Ketahanan seseorang dalam menghadapi permasalahan sangat mungkin untuk dilatih sejak dini. Contohnya adalah dengan melatih anak untuk berjuang dalam menyelesaikan tugas-tugasnya, bukan justru dengan mengurangi tugas dan tanggung jawabnya. Ajar anak untuk menerima kesulitan dan pergumulan yang sedang dialami. Tanamkan sikap yang saling mendukung dan mempercayai di dalam keluarga. Dan yang sangat penting adalah pengenalan yang benar akan Tuhan. Pengenalan akan Tuhan didapat dari relasi yang dimiliki antara keluarga, teman-teman, dan lingkungan. Ketika seseorang mengenal Tuhan, ia akan menghargai kesempatan hidup yang telah Tuhan berikan. Konsep yang benar tentang Tuhan juga sangat berpengaruh terhadap cara pandang hidup seseorang. Ajarkan bahwa Tuhan sanggup menggunakan segala situasi yang kita alami untuk membentuk pribadi kita, bukan karena Tuhan tidak peduli dan tidak mengasihi kita.

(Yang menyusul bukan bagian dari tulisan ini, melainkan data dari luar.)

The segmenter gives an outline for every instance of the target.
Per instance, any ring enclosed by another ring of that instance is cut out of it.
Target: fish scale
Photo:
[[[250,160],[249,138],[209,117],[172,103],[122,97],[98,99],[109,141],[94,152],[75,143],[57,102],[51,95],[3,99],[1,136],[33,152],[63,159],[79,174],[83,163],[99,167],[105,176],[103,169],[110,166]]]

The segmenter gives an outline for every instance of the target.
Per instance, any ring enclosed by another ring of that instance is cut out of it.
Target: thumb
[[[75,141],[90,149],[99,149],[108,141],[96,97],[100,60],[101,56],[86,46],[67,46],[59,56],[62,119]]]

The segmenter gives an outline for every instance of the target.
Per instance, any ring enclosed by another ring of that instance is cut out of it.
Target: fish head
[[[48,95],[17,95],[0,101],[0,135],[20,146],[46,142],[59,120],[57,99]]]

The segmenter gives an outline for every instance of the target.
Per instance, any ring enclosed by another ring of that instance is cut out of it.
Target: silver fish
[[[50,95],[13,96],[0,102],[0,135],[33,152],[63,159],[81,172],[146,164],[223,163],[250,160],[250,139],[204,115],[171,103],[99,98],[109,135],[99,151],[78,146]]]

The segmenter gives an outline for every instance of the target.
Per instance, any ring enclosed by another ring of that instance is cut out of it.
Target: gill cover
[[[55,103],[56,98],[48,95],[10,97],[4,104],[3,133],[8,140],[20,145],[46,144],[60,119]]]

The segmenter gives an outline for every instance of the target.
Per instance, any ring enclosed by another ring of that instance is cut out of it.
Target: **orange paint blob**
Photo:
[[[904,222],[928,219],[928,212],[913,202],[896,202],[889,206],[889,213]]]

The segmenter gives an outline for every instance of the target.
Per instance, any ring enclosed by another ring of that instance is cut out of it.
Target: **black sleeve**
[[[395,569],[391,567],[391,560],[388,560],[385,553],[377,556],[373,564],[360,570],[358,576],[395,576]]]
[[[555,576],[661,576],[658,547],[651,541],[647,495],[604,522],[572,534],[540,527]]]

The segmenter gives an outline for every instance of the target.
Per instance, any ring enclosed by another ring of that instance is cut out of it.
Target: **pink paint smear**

Pada akhirnya, remaja dan pemuda juga harus dapat hadir bagi orang-orang yang memiliki potensi kecenderungan bunuh diri. Ketika kita menemui orang-orang yang memiliki potensi kecenderungan bunuh diri, berusahalah untuk “hadir” dan berempati pada situasi hidup dan tekanan yang sedang dialaminya. Kita dapat hadir menjadi pendengar tanpa menggurui atau menghakimi supaya ia merasa nyaman dan diterima. Berilah pengharapan yang realistis di tengah keputusasaan yang dialaminya. Jika sudah mencapai tahap yang serius, mintalah bantuan pembimbing rohani, konselor, atau psikiater untuk mendampingi. Berhati-hatilah agar kita juga tidak terbawa perasaan hingga membuat kita ikut depresi karena empati yang berlebihan. Dan yang paling penting ajaklah ia berdoa dan mempercayakan hidupnya di dalam Tuhan. Bawalah juga dalam doa kita sebagai wujud kasih kita kepadanya. Ingatlah hukum kasih yang tertulis dalam Markus 12:30-31 “Kasihilah Tuhan, Allahmu, dengan segenap hatimu dan dengan segenap akal budimu dan dengan segenap kekuatanmu. Dan hukum yang kedua ialah: Kasihilah sesamamu manusia seperti dirimu sendiri. Tidak ada hukup yang lain yang lebih utama dari pada kedua hukum ini.”